As an example, under outstanding pollination conditions in 2014, Nafziger says almost no tip-back was seen; ears were filled out to the very end of the cob. “There was much more tip-back in 2015, but kernel counts per acre and yields were as high in many areas in 2015 as in 2014. While we don’t think that having some tip-back is necessary to show that the ear had ‘extra’ room in case it was needed it, it’s much more common to see some tip-back than to see none. We certainly don’t consider tip-back to be a problem if kernels numbers are high,” he says.

Nafziger adds that what matters for yield is the number of kernels per acre that fill, along with the ability of the crop to fill them completely. “So 34,000 ears each with 16 rows of kernels and 35 kernels per row should produce yields in the vicinity of 220 bushels, even if most cobs have ‘room’ on the end for another 50 or 100 kernels. At high yield levels when all of the nutrients the plant produces go to fill kernels, having more kernels may mean that kernels stay smaller, and yield may not change much,” he says.

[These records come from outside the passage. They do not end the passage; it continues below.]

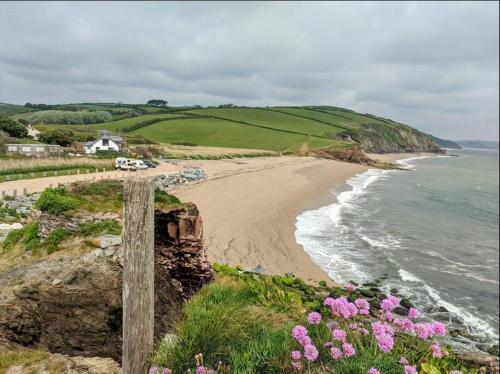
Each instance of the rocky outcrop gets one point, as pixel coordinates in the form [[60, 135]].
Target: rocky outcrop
[[391, 138], [72, 304]]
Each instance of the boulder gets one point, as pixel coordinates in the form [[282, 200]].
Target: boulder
[[108, 240]]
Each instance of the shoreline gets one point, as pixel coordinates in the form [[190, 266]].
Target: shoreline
[[250, 208]]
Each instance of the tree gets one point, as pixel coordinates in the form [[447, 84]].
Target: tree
[[12, 128], [60, 137], [157, 102]]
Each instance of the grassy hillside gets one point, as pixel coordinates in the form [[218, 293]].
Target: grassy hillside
[[220, 133], [270, 128]]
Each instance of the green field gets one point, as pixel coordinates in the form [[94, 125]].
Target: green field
[[272, 119], [270, 128], [220, 133]]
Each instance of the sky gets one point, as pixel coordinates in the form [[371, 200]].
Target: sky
[[434, 66]]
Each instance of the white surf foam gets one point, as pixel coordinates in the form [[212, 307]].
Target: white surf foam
[[468, 317]]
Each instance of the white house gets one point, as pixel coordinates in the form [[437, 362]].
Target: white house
[[105, 142]]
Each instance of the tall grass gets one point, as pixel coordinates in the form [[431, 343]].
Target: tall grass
[[33, 165]]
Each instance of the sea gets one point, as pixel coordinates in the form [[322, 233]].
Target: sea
[[431, 232]]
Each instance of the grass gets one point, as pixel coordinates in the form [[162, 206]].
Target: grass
[[220, 133], [271, 119], [28, 235], [20, 358], [15, 166], [242, 323]]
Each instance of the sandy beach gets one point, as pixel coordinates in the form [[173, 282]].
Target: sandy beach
[[249, 207]]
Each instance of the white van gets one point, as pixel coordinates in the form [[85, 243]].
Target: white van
[[123, 163], [140, 165]]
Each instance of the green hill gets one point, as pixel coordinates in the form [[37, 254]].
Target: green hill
[[271, 128]]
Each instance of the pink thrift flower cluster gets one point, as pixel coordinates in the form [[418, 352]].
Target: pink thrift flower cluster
[[384, 334], [341, 307], [300, 334], [314, 318], [350, 287]]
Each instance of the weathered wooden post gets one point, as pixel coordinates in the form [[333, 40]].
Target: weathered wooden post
[[138, 274]]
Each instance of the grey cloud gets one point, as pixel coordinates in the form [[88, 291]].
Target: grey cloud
[[431, 65]]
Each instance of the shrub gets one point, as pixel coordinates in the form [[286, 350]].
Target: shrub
[[28, 234], [105, 188], [56, 201], [12, 128], [55, 238]]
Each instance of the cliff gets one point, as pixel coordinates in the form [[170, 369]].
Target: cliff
[[391, 138], [71, 303]]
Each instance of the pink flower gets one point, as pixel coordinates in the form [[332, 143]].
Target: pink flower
[[329, 302], [436, 350], [413, 313], [304, 340], [385, 342], [410, 369], [296, 355], [310, 352], [350, 287], [421, 330], [328, 345], [339, 334], [405, 324], [299, 331], [348, 349], [297, 365], [314, 318], [336, 353]]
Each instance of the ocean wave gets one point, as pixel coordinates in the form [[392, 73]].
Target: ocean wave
[[468, 317]]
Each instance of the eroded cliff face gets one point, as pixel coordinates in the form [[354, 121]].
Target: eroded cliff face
[[392, 138], [71, 303]]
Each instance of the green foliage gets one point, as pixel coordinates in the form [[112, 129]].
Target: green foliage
[[20, 358], [106, 188], [70, 117], [223, 323], [12, 128], [28, 235], [56, 237], [100, 228], [60, 137], [166, 202], [56, 201]]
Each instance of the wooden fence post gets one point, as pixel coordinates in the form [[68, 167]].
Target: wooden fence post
[[138, 274]]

Nafziger says he is seeing some signs that kernel numbers in some fields may not be as high as expected. In one field on South Farm near Urbana he found tall plants and green leaves, but ears with fewer than 400 kernels per ear, or yield potential of perhaps 160 bushels per acre. In another field with similar soil planted at the same time with slightly lower population, plants were not quite as tall, stalks were larger in diameter, and ears were more uniform in size. Ears show a small amount of tip-back, but with an average of about 600 kernels per ear, this field should yield 225 bushels per acre or more, he says.

“There are no obvious reasons why similar fields planted at about the same time should have such different kernel numbers and yield potential,” Nafziger explains. “The field with lower yield potential has a number of different hybrids and most seem to show some degree of the same problem, so hybrid doesn’t appear to be the main difference. Both fields emerged well and have had good uniformity and dark green leaves from the beginning.

“Variability in ear size and placement suggests that plant-to-plant competition began early and increased during vegetative growth, eventually showing up as non-uniform ear development and lower kernel numbers. Temperatures in May and June were warm and there was a lot of sunshine. Rainfall both months was near normal, but the latter half of June was dry, which could have meant more underground competition,” he says.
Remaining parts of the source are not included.